Meanwhile, up the street at Traders Sports Pub, the like-numbered Tony Wynn’s TR6 Band captured the more visceral instincts of the standing crowd that whooped and cheered the musicians who pranced Spyro Gyra style on the floor at the front while managing to display their formidable musical prowess.

 

At the Avanu on Flagler, Cigano Swing showed its youthful enthusiasm with eclectic tunes that showcased the talents of three intensely focused young men on acoustic guitars and upright bass. They were relegated to a corner in a narrow upstairs balcony, where only a few people gathered while the music served mainly as background for first-floor patrons engaged mainly in socializing.

Clancy’s Cantina, an annual venue for the jazz festival, hosted the James Hall Quartet on this afternoon. Hall, who debuted at last year’s event at age 18, is prodigiously adept at both keyboard and xylophone.
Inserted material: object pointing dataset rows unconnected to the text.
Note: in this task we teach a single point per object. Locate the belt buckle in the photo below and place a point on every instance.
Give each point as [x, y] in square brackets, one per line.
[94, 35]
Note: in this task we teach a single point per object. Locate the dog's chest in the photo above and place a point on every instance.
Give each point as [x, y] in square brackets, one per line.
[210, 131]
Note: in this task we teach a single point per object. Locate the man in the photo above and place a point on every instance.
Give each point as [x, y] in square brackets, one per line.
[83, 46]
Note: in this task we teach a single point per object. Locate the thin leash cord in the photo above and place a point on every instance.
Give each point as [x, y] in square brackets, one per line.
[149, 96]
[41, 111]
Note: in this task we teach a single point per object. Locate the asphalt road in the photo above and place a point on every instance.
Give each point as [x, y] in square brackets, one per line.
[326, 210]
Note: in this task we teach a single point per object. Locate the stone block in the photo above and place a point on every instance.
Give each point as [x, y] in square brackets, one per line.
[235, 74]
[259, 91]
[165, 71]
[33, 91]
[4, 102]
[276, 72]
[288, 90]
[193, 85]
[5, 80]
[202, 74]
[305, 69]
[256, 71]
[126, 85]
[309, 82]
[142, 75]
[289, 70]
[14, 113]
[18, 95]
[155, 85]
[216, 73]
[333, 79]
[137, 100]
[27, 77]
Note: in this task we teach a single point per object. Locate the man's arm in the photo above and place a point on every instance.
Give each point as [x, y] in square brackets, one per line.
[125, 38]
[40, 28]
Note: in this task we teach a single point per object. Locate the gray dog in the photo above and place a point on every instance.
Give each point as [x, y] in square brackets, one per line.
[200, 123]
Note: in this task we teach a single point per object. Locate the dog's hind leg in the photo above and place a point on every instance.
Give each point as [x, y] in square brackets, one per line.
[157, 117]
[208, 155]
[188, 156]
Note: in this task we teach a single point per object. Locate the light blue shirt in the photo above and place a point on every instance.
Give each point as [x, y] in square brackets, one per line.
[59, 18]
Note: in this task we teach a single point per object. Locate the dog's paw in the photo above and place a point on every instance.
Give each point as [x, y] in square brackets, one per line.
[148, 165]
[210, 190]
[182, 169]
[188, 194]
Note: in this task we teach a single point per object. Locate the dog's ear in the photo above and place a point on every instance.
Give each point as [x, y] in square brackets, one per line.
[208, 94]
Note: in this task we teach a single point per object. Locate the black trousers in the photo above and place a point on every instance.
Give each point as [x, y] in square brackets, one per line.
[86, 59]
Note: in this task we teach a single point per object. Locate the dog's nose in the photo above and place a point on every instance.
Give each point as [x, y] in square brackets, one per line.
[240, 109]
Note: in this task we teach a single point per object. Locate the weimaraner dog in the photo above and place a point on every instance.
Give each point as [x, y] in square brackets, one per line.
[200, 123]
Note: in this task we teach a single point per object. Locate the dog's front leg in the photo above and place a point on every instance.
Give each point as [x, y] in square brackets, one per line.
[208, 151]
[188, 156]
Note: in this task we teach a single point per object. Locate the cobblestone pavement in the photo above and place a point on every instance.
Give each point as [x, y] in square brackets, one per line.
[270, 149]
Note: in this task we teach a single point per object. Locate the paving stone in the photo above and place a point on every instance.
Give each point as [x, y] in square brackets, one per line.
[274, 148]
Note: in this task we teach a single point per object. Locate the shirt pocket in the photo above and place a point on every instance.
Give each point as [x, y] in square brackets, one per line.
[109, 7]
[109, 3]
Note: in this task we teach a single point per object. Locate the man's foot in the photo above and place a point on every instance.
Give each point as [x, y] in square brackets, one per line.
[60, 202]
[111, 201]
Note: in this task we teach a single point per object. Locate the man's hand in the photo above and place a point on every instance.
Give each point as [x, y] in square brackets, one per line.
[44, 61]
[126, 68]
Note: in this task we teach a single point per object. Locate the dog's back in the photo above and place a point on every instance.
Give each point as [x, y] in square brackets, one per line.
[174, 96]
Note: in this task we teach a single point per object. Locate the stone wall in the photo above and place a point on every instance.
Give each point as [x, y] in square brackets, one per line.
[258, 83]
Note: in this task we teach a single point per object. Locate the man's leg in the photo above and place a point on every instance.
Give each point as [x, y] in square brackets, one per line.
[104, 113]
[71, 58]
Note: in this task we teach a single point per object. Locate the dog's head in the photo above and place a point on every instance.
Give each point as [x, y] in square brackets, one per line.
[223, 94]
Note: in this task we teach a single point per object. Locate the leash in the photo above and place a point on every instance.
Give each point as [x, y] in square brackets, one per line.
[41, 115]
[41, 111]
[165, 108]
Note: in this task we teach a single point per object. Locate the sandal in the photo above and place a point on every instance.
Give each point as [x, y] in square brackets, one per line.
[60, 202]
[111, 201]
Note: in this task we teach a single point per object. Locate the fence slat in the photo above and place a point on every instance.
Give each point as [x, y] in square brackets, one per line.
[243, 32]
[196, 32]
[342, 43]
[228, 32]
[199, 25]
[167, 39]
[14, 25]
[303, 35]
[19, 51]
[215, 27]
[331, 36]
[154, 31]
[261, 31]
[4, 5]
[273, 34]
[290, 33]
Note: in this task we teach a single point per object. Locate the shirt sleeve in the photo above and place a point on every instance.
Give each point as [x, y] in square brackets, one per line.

The highlight of the gig was a rendering of Ellington’s Caravan, which had the tenor saxophonist stretching the instrument’s limits in tandem with Hall’s high-flying magicianship on the electric keyboard.

 

 

 

 

But the event that had me most enthralled was the Jeff Rupert Quartet at the Grille at Riverview. With the wide Indian River as backdrop, the Rupert ensemble kept diners and drinkers at attention with a potpourri of American songbook standards ranging from the full-blown uptempo to the wistful meanderings of Hoagy Carmichael’s Skylark, along with a few obscure originals by associates. Throughout the three-hour session, Rupert’s passion never ebbed, and one worries whether his heart can stand the intensity, especially since the room was warm before soft river breezes wafted through the wall of open west-side windows in the gloaming.

 

Next year I’ll be in Clearwater, 20 or so miles north of the artsy St. Petersburg, where the long, one-street downtown is eminently suited for a similar festival. Got to talk to the city fathers and mothers.